Worse is the star entrance given Mary Elizabeth Mastrantonio, who plays the vivacious and tortured Aldonza. The journey of Aldonza from a "kitchen slut reeking with sweat" to the Dulcinea so worthy of glory as Quixote sees it is traditionally mirrored in the reclusive, scared prisoner Cervantes pulls out of the shadows to be the centerpiece of his tale. This is completely absent in Kent's conception, and even if Mastrantonio were a bit more exciting and enticing in the role, she would still have no clear character, no way to build to the redemption depicted in the show's triumphant choral finale, one of the most moving in musical theatre history.

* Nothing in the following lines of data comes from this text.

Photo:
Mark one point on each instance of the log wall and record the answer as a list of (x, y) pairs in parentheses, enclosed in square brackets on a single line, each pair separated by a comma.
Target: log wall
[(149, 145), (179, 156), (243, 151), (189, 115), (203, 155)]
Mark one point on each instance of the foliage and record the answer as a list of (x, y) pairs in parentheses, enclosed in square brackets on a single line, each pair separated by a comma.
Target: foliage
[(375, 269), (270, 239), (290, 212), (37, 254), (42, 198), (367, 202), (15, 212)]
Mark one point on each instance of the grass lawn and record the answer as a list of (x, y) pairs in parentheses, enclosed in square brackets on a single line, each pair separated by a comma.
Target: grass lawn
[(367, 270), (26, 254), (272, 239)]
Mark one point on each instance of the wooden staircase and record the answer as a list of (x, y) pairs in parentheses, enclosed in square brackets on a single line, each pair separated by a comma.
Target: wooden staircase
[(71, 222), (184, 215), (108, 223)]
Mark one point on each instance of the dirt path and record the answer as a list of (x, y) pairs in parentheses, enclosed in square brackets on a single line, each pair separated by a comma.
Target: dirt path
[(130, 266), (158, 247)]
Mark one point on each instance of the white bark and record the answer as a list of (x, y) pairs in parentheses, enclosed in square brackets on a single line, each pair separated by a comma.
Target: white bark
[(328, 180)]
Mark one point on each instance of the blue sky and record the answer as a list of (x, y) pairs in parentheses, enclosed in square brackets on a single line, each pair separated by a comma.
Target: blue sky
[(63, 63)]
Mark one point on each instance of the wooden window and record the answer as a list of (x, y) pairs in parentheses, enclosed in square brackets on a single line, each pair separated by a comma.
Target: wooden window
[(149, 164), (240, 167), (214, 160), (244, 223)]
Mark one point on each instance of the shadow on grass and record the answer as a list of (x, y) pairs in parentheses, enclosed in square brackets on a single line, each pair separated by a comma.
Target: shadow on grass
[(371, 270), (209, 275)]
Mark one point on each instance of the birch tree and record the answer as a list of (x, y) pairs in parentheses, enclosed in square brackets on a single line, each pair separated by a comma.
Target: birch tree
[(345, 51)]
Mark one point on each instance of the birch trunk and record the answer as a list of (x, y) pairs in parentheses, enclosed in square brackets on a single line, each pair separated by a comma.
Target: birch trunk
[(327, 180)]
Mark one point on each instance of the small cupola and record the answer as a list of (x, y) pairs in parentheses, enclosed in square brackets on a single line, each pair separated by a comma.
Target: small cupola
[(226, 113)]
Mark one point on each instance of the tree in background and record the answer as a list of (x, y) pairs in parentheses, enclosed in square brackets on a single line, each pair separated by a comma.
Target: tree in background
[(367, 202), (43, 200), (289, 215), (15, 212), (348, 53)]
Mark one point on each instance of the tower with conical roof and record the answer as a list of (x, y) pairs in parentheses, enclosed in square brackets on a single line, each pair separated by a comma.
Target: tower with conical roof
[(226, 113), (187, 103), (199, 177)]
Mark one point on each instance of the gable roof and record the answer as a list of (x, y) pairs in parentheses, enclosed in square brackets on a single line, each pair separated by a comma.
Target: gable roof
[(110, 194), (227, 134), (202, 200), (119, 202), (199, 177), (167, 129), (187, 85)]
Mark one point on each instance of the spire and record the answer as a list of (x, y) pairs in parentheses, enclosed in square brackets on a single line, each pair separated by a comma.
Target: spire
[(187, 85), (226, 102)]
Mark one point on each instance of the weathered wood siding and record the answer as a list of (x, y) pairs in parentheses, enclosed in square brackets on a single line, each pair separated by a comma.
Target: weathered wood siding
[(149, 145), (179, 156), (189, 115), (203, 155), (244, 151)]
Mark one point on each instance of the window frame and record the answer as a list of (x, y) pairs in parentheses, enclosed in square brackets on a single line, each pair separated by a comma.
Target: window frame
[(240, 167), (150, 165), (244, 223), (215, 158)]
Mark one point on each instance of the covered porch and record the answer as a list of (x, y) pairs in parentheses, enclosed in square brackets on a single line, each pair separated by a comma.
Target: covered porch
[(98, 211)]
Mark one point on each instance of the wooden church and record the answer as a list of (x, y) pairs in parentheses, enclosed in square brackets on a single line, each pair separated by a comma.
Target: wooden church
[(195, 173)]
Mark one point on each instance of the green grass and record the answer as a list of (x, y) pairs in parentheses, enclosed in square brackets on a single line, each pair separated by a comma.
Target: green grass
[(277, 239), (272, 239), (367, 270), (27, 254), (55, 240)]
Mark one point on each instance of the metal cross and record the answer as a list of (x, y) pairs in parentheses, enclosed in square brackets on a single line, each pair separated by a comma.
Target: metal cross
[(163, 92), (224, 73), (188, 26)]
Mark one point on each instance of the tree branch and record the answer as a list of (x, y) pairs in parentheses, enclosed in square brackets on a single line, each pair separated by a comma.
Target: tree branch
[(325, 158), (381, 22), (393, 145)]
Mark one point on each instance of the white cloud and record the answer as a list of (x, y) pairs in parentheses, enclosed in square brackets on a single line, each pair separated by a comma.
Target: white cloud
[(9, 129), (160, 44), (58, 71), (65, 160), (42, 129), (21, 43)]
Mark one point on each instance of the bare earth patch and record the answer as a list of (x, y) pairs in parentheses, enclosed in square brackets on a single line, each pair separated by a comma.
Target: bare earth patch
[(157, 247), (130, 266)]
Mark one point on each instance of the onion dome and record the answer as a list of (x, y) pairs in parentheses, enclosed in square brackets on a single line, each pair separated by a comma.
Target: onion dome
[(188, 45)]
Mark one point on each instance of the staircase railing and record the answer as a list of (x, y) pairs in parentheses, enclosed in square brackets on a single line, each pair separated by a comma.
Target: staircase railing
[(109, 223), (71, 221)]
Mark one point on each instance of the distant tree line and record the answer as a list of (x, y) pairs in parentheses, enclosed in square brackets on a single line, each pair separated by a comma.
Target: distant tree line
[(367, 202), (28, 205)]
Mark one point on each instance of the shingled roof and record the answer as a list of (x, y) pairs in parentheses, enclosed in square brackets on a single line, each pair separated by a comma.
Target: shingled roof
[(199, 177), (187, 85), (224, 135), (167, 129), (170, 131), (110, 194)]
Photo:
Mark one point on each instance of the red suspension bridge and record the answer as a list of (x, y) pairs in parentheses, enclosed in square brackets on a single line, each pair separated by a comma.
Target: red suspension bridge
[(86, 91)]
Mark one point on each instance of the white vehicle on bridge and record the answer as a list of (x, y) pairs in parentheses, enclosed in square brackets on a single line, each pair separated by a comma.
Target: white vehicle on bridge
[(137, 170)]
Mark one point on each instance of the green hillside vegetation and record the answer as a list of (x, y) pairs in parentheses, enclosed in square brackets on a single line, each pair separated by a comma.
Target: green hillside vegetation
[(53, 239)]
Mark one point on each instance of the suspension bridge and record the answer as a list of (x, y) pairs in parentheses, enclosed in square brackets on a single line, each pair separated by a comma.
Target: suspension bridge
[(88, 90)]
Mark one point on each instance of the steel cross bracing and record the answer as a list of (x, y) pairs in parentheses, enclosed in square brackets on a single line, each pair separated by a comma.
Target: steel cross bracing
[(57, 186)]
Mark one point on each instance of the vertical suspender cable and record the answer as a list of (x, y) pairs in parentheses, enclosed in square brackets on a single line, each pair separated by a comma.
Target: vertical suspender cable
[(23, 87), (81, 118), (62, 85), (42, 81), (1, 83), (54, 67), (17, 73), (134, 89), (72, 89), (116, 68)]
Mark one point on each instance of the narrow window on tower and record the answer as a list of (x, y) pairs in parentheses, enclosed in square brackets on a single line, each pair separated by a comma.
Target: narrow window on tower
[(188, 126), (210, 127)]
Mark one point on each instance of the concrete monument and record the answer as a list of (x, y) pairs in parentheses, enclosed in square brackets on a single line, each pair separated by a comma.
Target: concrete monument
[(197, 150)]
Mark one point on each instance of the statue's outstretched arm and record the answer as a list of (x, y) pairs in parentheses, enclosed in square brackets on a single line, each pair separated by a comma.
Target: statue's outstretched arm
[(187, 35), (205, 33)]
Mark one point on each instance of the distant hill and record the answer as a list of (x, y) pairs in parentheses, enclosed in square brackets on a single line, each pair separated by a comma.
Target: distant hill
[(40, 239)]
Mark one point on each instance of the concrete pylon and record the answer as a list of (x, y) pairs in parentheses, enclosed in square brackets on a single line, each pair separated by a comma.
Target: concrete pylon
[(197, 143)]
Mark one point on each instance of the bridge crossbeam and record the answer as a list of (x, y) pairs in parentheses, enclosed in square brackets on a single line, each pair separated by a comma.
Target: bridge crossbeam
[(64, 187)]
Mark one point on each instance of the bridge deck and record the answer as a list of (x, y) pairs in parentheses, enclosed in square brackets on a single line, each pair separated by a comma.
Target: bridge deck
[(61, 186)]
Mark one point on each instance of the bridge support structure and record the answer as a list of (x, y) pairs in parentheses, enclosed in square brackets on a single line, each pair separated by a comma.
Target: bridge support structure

In short, Kent doesn't know how he wishes to tell the story, so the story doesn't really get told. This production even goes so far as to rework the show's signature song, "The Impossible Dream," a showstopping anthem in and of itself, into the most dishonest, applause-grabbing moment of them all. Mitchell starts singing the song to Mastrantonio in character as Quixote, delineating his philosophy of life, but has moved downstage near the end of the song, delivering it more to the audience than anyone else.
Even antics this ridiculous cannot gut Man of La Mancha entirely; the book and score are too good for that. When the material is allowed to take over, the show is almost as rapturously emotional as it's supposed to be. The lyrical book scenes are melodic and move without patronizing. And what a score - everyone knows "The Impossible Dream," but everyone should know the others, too - to a song, the music is tuneful and bursting with character and Spanish flavor. Thankfully, the show's original orchestrations from Music Makers, Inc. are well respected, and the only significant changes to the score are the deletion of the show's overture, one of the grandest in the musical theatre canon, and some new (and unnecessary) dance music. Though Robert Billig, the show's musical director, could pick up the tempos a bit, his work, on the whole, is exemplary.
Mitchell leads the cast strongly, giving one of his most effective and honest musical performances to date. He creatively blurs the lines between reality and fantasy, and gives a vocal performance of significant color and depth that can't match the role's originator, Richard Kiley, but thrill as much as anything in this production can be expected to do. Stephen Bogardus does well playing both Cervantes's prison prosecutor and Quixote's logical nemesis, while Jacoby injects his Padre's lines with a light comic touch and his songs with supple emotion. Frederick B. Owens's Captain of the Inquisition is significantly threatening, as is Don Mayo's governor in the prison, though he is more amiable as the Innkeeper Quixote perceives as a lord.
Other performers are more problematic: The male chorus of muleteers in Cervantes's tale, though apt singers and dancers (though saddled with Luis Perez's unimaginative choreography), predictably look and move like exquisitely trained Broadway gypsies instead of rough-bred outdoorsmen. More unfortunate still is Ernie Sabella as Sancho, who misses nearly all his comic opportunities and has little chemistry with Mitchell. Mastrantonio isn't quite lowdown enough for her Aldonza to be effective, but as her role has been reconceived into confusion, it's not all her fault.
No, the blame for that - like so many of the production's problems, must fall on Kent. Still, amazingly, his production overall is a fine expression of the message of Man of La Mancha. In approaching this revival, one must look past the messy outer shell of this production to locate the true soul of the passionate and moving Man of La Mancha Wasserman, Leigh, and Darion wrote beneath.